Okay! Alrighty then! Well, as one might imagine, by that point in the book, I was pretty darn sure where all THAT kind of commentary was headed. And then I got to the part that read, "You see, the Djanai are extremely religious—which makes them very difficult to deal with..." and even, "Their religion scorns technology; like our Amish, they believe their god wants them to keep it simple."
Ooo-kay. Well, I'm sure the author honestly thought she was being the perfect little social justice warrior when she wrote all that, but times really do change, you know! And doggone it, despite the fervent hopes of many so-called "progressives," now in the once thought to be far flung future-scape of the early 21st century, the USA STILL has yet to be taken over by jack-booted "Nazis" who gleefully send minorities off to be gassed and shot into unmarked mass graves, only to return home at the end of a long, hard day of killin' to force their barefoot and ever-pregnant womenfolk to "git back in that thar kitchen and make me a sammich, bee-itch!"
Go figure. But I guess that kind of perhaps wishful thinking, that sort of an apocalyptic, doom-soaked, dystopian hell of an America gone irreversibly just plain BAD, could yet still be on the horizon! Maybe so. But probably... NOT. Although, a whole lot of folks who fancy themselves fancy "liberal" sure do seem to always be decrying the impending coming of such a dastardly and dire scenario anyway. So... tell me again, who is it that sees "Nazis" and "racists" "hiding behind every bush and tree?"
Ahem.
Yet still, taking the book as a whole, and conveniently overlooking completely unnecessary trash talk like the actual, honest to goodness quotes provided above, J.M. Dillard's writing style itself runs the gamut from perfectly adequate to at times really quite good, to downright brilliant. Which, I'm guessing is why most reviewers even bother to rate the book as highly as they do. Hey, it worked for me. Well... mostly anyway.
But again, at least the first half to a third of Dillard's Lost Years really should have been reworked; if for no other reason than to foreshorten the less relevant parts of the narrative, and/or to completely excise some of the extraneous detail, non-essential character development and pathetically biased and horrifically blatant social commentary altogether.
My guess is that the author was in some way pressed (by either the publisher or perhaps even herself) to make the book long enough to be considered a full-fledged novel, and not just follow the standard one hour TV drama teleplay format - that in most cases, only results in a volume that is, interestingly enough, roughly about half the length of this particular title.
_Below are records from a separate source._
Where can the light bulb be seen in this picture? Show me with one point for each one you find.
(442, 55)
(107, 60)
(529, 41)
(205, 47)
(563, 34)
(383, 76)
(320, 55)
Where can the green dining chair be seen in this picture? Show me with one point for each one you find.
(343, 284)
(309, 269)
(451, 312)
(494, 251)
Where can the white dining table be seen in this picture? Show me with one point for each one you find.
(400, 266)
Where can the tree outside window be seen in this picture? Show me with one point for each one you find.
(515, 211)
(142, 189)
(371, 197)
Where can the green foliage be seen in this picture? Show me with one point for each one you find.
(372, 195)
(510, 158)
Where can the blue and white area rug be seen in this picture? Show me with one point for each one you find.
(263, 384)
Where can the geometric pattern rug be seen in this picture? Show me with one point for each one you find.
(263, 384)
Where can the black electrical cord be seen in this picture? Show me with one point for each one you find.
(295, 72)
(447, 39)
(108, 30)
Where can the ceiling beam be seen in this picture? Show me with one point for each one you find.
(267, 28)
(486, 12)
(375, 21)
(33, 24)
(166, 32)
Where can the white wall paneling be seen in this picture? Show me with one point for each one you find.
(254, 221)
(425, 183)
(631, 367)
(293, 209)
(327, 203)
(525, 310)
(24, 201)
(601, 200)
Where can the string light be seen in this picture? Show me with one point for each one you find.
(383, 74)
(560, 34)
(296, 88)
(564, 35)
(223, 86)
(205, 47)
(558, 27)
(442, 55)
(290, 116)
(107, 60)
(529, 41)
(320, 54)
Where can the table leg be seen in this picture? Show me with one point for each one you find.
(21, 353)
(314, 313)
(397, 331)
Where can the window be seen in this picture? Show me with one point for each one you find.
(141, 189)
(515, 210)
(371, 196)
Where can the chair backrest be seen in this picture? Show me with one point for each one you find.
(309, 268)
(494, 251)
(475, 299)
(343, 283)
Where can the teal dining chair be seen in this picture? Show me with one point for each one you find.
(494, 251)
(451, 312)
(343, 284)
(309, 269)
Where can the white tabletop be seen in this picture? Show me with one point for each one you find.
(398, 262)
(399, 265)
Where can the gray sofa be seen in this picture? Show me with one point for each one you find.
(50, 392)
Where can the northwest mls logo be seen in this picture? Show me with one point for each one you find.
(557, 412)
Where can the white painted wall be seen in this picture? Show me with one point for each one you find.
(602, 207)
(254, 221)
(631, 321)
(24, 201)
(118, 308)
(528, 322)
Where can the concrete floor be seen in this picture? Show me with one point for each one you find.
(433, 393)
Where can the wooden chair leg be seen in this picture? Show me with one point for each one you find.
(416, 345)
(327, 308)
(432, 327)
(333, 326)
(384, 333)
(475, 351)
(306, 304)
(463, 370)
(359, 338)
The author may also have even written a great deal more to begin with, and only the last half ended up being properly edited/rewritten to make it suitably exciting and thought-provoking - or at least on par with the overall quality of the vast majority of Star Trek material that actually made it to screen during the show's original run - but alas, I'm afraid most readers will never quite know for sure.